They are a family that exude warmth, and they have great appreciation for luxury goods, art and hints of color.
Over the past few years, I have seen a return to more classical language in interior design and architecture. People seem to enjoy the familiarity and longevity of traditional style, but are still seeking ways to put their own stamp on it, and keep it current.
The clients’ vision for the architecture of this home was a perfect example. The intent was to connote a light-touch Tudor feel, but in fresh and carefully edited way.
Architect Natalie Hyland of Hyland Design Group did an incredible job taking the classic architectural cues and articulating them in a contemporary manner.
We wanted to get the balance just right, so worked together to achieve this goal, all while being sympathetic to the surrounding area.
The coffee-bean colored Gothic door frame exudes curb appeal and character, while peek-a-boo windows in each roof peak adds an element of old-world charm. The idea was to suggest a classic style, without being too literal in the application.
The front door opens into a stylish entry vignette with an oversized round dark bronze mirror above a brass and lacquered geometric credenza.
Directly opposite, is a bright and inviting sitting area which is grounded by a classic stucco fireplace and flanked by two wooden beams.
The space is fairly compact, so the idea was to keep it casual, clean and not too formal.

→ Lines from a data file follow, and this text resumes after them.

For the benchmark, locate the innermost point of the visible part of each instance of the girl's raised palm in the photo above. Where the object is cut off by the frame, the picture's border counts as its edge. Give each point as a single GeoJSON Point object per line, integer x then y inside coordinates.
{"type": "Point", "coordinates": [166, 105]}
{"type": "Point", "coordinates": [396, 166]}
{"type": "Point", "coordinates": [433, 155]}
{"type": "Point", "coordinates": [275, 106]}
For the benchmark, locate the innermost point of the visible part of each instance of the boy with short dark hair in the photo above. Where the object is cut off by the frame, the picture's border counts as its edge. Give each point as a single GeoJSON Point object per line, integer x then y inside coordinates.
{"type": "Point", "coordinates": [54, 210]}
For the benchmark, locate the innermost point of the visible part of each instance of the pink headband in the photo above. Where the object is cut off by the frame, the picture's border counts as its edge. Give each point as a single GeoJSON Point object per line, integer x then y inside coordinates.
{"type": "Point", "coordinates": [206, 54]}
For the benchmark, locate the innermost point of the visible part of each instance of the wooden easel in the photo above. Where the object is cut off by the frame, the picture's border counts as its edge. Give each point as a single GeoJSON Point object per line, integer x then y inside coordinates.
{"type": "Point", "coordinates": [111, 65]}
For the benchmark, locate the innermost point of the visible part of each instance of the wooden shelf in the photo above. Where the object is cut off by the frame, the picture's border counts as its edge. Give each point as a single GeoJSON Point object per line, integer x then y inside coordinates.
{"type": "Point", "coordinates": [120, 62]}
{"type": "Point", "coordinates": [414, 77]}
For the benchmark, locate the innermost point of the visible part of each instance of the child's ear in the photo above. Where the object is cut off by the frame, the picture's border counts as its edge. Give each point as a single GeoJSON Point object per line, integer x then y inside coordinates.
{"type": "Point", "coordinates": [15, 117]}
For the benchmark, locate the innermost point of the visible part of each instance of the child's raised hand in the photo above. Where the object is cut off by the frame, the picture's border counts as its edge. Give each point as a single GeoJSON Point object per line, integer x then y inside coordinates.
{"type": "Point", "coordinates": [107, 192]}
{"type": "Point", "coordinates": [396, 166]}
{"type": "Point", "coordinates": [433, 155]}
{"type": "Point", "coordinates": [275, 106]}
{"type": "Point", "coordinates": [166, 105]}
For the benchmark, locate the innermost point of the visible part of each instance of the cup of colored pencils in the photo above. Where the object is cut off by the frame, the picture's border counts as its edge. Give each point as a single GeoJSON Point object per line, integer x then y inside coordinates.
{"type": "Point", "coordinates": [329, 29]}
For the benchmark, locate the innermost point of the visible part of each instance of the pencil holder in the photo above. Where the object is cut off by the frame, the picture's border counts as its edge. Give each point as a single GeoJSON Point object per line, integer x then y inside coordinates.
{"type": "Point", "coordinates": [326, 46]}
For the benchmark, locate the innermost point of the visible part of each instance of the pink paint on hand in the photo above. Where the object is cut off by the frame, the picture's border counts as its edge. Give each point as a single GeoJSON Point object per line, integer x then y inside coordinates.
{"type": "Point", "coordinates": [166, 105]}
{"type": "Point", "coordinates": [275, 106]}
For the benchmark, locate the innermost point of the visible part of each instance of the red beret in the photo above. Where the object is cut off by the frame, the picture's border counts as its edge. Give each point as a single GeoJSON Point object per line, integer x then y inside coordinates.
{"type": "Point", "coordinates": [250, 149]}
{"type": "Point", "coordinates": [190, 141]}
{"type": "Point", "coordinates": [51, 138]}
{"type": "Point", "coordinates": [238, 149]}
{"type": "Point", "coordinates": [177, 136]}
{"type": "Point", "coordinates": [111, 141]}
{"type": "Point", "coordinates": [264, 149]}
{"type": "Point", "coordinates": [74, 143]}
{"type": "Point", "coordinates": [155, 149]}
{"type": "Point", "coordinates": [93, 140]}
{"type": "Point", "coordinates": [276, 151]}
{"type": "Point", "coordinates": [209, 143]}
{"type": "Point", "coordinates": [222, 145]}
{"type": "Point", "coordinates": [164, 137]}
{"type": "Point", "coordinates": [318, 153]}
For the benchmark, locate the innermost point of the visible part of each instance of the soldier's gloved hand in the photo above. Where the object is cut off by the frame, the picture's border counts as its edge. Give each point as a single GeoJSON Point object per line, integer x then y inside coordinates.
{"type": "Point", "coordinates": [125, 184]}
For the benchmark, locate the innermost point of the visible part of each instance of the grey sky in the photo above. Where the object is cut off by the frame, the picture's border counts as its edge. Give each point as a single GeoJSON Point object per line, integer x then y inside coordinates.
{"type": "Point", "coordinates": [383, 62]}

For that reason, we opted for an open-back lounge versus a heavier traditional sofa.
Given the more compact footprint of this home, I suggested that we forgo all walls between the living, family, dining area and kitchen in favor of something more open-plan and airy.
Our original plans included a traditional dining table set up, but it just didn't feel right to me in terms of design and functionality, both from a circulation and visual perspective.
This home was heading towards more of a chic, relaxed vibe, and it seemed like a great opportunity to tuck it into a sunny corner with a tailored banquette.
The kitchen sits diagonally from the dining space, so visual fluidity was key.
The rattan counter stools and light countertops helped to bridge the spaces seamlessly.
And, in my pursuit to balance aesthetics, the tile and cabinet profiles were kept clean and simple, but the rich slate cabinets and infusions of brass and shades of rose, made it feel so cozy and defined.
The bedroom is one of my favorite rooms in the home, both for its airy proportions – and also for the layers of tone and texture.
The space feels clean and uncomplicated, and yet enjoys so much warmth from the peach and russet textiles, the antique silk Persian carpet, and the woven bed.
The oversized brass hardware and simple art create visual interest and scale, without demanding too much attention.
The powder room is adjacent to the dining space and kitchen so we wanted it to feel like a natural continuation visually.
In this space, we opted for a floating vanity in a rich charcoal, and took advantage of the vertical space by custom making a mirror which sits on top of the backsplash and leads the eye up towards the ceiling.
We then grounded the clean, simple room with an antique carpet, and a textured oil painting for a splash of color infusion.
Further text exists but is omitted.